Aux Philippines, par exemple, plus d'un million de petits pêcheurs dépendent directement des récifs coralliens pour subvenir à leurs besoins quotidiens.

Le rapport estime que la pêche dans les récifs rapporte entre $15.000 et $150.000 par kilomètre carré par an. C'est souvent le cas dans des régions du monde où de nombreuses personnes vivent avec moins de deux dollars par jour.

En Asie du sud-est, la pêche dans les récifs apporte presque $2.5 milliards annuellement et dans les Caraïbes, $310 millions par an.

En général, les poissons de récif représentent un quart de la pêche mondiale, soit une source d'alimentation pour un milliard de personnes.

Environ 1,5 à deux millions de personnes en Europe et en Amérique du Nord ont des aquariums.
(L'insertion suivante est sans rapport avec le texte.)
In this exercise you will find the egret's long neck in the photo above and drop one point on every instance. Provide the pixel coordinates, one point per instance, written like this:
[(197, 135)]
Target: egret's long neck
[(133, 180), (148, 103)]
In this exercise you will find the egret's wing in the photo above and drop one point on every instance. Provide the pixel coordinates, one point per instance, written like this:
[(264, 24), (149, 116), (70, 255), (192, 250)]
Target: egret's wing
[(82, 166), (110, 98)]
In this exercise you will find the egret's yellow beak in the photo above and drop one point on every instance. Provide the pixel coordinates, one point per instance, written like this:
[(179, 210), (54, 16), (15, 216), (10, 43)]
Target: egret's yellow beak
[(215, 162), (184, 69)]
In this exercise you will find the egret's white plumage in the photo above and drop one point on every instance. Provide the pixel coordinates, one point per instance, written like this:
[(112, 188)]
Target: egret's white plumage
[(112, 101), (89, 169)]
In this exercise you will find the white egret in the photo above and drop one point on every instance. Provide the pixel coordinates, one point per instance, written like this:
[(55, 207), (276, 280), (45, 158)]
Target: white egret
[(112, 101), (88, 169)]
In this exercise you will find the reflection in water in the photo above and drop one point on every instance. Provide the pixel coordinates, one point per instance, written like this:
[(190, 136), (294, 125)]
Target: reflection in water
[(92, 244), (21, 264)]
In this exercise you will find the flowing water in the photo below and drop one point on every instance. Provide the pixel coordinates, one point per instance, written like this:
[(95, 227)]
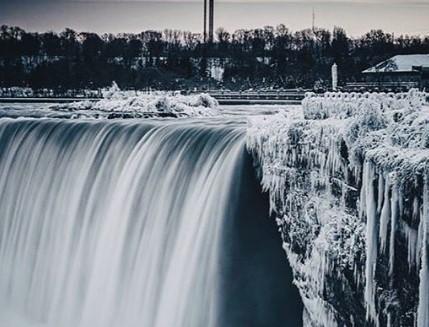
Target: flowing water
[(136, 223)]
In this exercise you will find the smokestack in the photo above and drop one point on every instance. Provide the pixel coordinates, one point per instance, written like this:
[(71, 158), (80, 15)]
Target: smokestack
[(211, 20)]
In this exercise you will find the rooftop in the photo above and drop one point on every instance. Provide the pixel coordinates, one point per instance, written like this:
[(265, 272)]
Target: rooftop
[(400, 63)]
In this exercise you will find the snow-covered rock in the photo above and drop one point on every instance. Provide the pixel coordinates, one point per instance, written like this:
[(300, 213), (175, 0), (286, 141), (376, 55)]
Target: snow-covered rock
[(349, 188), (168, 103)]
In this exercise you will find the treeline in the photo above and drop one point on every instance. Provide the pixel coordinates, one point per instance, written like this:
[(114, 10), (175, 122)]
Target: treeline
[(270, 56)]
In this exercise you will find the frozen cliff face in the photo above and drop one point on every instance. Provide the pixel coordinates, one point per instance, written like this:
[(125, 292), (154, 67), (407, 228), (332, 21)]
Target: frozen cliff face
[(349, 188), (138, 103)]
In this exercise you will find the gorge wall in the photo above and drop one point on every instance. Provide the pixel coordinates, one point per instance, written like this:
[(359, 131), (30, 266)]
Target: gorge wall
[(348, 184)]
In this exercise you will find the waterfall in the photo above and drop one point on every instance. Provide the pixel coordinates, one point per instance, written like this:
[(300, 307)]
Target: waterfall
[(123, 224)]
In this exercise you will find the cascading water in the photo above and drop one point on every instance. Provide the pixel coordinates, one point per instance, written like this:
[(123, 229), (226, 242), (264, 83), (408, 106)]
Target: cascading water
[(129, 224)]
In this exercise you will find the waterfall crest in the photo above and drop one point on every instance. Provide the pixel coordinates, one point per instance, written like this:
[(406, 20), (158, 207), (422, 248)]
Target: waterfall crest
[(113, 224)]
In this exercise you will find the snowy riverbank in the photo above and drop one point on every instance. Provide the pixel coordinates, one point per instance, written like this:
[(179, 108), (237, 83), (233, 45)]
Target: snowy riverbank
[(349, 190)]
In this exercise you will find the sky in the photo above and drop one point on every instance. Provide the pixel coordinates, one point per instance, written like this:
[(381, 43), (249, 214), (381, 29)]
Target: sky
[(115, 16)]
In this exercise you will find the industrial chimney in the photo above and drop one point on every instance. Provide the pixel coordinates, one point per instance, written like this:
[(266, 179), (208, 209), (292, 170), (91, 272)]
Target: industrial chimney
[(210, 9)]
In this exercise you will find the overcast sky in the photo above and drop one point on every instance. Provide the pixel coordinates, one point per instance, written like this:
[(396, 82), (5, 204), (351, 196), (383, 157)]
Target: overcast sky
[(356, 16)]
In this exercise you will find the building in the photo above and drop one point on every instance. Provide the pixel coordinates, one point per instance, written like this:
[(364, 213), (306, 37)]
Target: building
[(399, 72)]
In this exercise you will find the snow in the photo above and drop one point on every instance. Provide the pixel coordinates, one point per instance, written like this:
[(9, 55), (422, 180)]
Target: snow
[(172, 103), (373, 148), (423, 308)]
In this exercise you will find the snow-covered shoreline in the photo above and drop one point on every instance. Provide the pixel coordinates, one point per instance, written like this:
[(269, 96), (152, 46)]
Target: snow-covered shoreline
[(171, 103), (348, 188)]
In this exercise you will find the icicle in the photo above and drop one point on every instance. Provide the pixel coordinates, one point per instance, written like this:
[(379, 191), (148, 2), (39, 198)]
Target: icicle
[(384, 216), (423, 307), (395, 204), (369, 201)]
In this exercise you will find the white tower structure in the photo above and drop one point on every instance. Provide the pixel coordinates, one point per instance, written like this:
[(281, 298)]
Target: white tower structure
[(334, 72)]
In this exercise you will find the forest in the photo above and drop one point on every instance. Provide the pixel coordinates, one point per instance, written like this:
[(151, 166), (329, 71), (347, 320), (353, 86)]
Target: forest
[(268, 57)]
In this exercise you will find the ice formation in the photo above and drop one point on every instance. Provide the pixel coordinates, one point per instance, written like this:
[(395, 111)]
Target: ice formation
[(348, 185), (138, 103)]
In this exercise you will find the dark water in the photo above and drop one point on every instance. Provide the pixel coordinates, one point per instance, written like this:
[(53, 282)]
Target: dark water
[(258, 279), (137, 223)]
La grande majorité des poissons et des autres espèces marines qui alimentent ce commerce proviennent de récifs coralliens.

Le rapport estime que le Sri Lanka, par exemple, gagne un peu plus de $5.5 millions par an de telles exportations, permettant ainsi à près de 50 000 personnes de subvenir à leur besoin.
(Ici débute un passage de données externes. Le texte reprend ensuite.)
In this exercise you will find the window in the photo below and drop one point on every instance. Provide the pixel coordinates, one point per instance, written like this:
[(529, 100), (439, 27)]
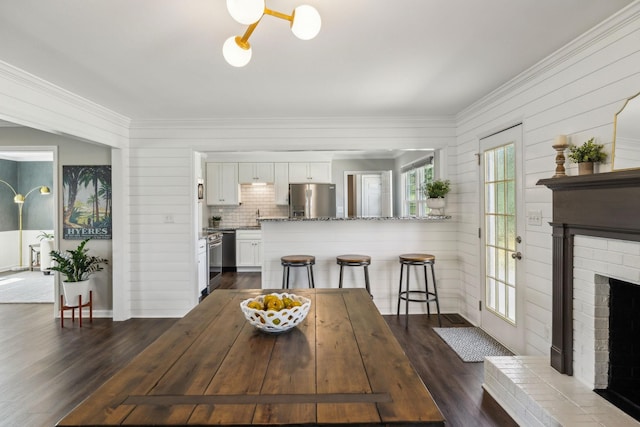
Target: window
[(414, 179)]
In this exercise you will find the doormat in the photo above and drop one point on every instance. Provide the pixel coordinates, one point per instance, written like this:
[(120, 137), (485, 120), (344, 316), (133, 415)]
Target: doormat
[(472, 344), (454, 319)]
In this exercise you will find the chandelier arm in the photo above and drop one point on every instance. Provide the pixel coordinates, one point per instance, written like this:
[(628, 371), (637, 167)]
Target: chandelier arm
[(244, 40), (9, 185), (278, 14)]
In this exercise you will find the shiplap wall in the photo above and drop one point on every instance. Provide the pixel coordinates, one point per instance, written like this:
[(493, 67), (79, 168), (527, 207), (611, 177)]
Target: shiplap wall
[(576, 91)]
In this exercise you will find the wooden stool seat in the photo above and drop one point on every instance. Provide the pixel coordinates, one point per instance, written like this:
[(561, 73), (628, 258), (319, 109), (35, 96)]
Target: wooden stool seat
[(288, 261), (426, 296), (417, 258), (298, 259), (352, 260)]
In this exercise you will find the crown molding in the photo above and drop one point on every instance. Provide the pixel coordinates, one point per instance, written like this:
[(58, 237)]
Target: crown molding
[(33, 102), (297, 122), (590, 38)]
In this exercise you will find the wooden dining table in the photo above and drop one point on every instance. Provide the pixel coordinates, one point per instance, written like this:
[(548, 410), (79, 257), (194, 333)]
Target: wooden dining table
[(341, 365)]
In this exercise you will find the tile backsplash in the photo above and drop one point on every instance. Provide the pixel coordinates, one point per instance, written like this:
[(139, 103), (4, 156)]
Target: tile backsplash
[(254, 198)]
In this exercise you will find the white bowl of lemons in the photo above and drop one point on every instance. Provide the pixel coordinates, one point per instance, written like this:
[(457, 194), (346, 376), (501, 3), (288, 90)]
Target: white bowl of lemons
[(277, 312)]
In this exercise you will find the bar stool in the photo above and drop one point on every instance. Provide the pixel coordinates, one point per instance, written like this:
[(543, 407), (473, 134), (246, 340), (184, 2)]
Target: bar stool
[(425, 296), (297, 261), (355, 261)]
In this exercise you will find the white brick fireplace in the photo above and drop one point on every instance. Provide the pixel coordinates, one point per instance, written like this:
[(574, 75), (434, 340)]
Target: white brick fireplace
[(595, 260)]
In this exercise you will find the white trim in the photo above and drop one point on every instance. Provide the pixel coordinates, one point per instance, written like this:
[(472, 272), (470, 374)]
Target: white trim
[(30, 101)]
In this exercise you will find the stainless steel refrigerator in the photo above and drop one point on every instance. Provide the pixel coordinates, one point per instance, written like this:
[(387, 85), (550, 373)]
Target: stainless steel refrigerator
[(312, 200)]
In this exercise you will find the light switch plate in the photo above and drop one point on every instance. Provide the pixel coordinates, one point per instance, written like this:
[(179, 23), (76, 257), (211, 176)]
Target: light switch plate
[(534, 217)]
« Le fait que le commerce des poissons d'aquarium est de haute valeur mais de faible volume signifie qu'il pourrait, si bien géré, subvenir aux besoins de beaucoup plus de personnes. Un kilo de poissons d'aquarium valait presque $500 en 2002 contre $6 pour un kilo de poissons d'alimentation, » note le rapport.

Les mangroves sont également importantes pour la pêche. En moyenne, 75 pour cent des crevettes récoltées commercialement au Queensland (Australie) dépendent des mangroves.

Une forêt de mangrove de 400 kilomètres carrés à Matang (Malaisie) produit une pêche d'une valeur de $100 millions par an. Les mangroves de Matang génèrent des revenus supplémentaires en fournissant, chaque année, des produits de sylviculture d'une valeur de $10 millions.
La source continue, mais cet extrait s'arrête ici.